Big Island, HI, USA
Jan. 6, 2003 to Jan. 9, 2003
Robert J. Kauffman , University of Minnesota
Bin Wang , University of Minnesota
We examine the drivers of Internet firm survival using a multi-method survival analysis. Based on previous literature on business failure and recent IS research on e-commerce business models, we test the impact of sector-, firm- and e-commerce-specific factors on an Internet firm?s duration after its IPO. We first provide a descriptive analysis of Internet firm survival using non-parametric survival analysis, which indicates the existence of differences in exit timing for different e-commerce firms. We next explore the relative strengths of the explanatory factors in predicting different outcomes using semi-parametric survival analyses.

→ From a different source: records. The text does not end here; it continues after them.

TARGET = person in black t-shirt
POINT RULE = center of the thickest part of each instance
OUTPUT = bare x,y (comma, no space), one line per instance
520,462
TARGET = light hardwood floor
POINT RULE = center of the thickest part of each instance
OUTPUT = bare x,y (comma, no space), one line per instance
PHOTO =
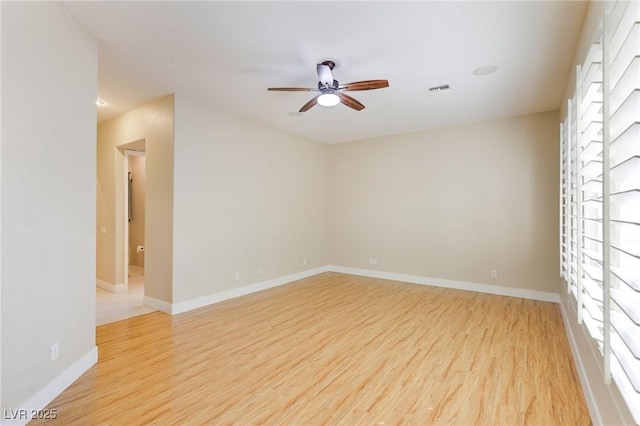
335,349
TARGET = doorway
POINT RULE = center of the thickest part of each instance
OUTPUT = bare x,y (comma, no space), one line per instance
128,303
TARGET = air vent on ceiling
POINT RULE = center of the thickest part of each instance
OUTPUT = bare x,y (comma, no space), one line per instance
442,88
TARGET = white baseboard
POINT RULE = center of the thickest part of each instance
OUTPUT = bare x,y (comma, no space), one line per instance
44,396
210,299
113,288
160,305
460,285
592,403
199,302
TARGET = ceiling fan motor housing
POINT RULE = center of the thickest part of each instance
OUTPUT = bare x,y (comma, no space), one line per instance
333,86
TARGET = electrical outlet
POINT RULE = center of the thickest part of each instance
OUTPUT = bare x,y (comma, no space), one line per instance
55,351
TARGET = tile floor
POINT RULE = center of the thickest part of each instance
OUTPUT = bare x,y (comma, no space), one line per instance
112,307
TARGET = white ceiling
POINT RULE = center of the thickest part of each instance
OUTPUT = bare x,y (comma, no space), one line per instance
226,54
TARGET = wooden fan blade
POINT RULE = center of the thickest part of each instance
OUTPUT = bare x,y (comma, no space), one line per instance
350,102
309,104
292,89
364,85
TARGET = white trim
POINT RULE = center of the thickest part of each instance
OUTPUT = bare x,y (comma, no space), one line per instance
136,269
199,302
113,288
44,396
125,213
210,299
592,402
158,304
460,285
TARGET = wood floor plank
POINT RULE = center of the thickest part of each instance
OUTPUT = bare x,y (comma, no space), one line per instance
335,349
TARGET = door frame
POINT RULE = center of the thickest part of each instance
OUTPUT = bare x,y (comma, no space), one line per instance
125,212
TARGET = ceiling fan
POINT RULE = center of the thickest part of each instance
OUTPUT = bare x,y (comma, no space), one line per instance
331,91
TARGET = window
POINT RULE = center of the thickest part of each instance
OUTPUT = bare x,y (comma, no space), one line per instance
600,197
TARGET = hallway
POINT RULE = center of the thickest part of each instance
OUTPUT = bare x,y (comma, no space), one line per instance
112,307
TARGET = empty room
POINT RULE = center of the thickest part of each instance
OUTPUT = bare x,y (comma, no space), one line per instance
329,212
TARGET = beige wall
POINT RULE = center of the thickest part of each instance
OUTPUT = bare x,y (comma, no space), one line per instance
453,203
136,224
49,76
152,122
246,196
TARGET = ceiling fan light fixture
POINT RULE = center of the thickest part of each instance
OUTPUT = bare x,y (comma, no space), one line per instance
329,99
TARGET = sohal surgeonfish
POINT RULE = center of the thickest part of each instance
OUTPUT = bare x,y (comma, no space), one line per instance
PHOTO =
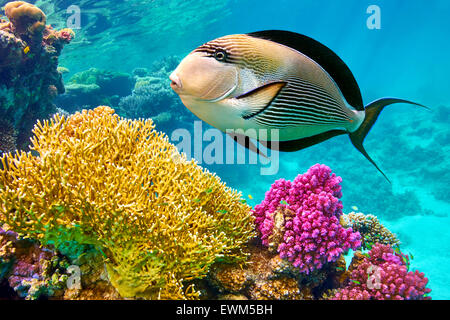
276,80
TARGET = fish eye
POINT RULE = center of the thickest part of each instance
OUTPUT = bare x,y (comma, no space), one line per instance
220,55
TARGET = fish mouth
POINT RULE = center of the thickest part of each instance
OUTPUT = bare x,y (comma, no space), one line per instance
175,83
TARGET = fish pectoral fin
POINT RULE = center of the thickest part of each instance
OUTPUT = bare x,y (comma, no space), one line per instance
257,100
246,143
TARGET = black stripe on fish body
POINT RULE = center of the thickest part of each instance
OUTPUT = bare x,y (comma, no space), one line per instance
294,106
322,55
299,144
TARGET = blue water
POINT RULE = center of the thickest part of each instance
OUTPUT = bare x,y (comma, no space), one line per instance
407,58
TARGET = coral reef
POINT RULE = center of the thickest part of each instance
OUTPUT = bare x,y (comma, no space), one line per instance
32,271
383,274
300,219
93,87
370,228
29,80
268,277
157,219
153,98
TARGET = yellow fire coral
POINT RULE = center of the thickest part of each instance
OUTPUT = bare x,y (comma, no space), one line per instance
119,185
25,17
370,228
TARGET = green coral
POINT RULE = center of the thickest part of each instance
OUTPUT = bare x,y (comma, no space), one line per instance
120,186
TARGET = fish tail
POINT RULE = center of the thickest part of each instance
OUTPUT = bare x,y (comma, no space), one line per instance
372,112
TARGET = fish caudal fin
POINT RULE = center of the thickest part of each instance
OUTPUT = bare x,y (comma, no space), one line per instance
372,112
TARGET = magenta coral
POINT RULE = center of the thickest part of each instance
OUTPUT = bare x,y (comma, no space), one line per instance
312,234
384,276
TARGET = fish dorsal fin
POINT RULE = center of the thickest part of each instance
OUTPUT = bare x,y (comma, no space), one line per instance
322,55
257,100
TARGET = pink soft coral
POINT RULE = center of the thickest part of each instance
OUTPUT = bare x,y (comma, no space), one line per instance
384,276
311,234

Our results suggest that the impact of the sector-, firm- and e-commerce-specific factors are different for different outcomes such as bankruptcy, merger and acquisition. A favorable capital market, reflected in a high IPO entry rate, and the selling of digital goods can enhance an Internet firm?s chances of survival. One limitation of our research is the generalizability of the results since the Internet sector is still in its early stage of development and we only include publicly- traded Internet firms in our data analysis. In addition, results from our semi-parametric analyses might not apply to publicly-traded B2B firms, which are not included since there were no observations of bankruptcies, mergers and acquisitions.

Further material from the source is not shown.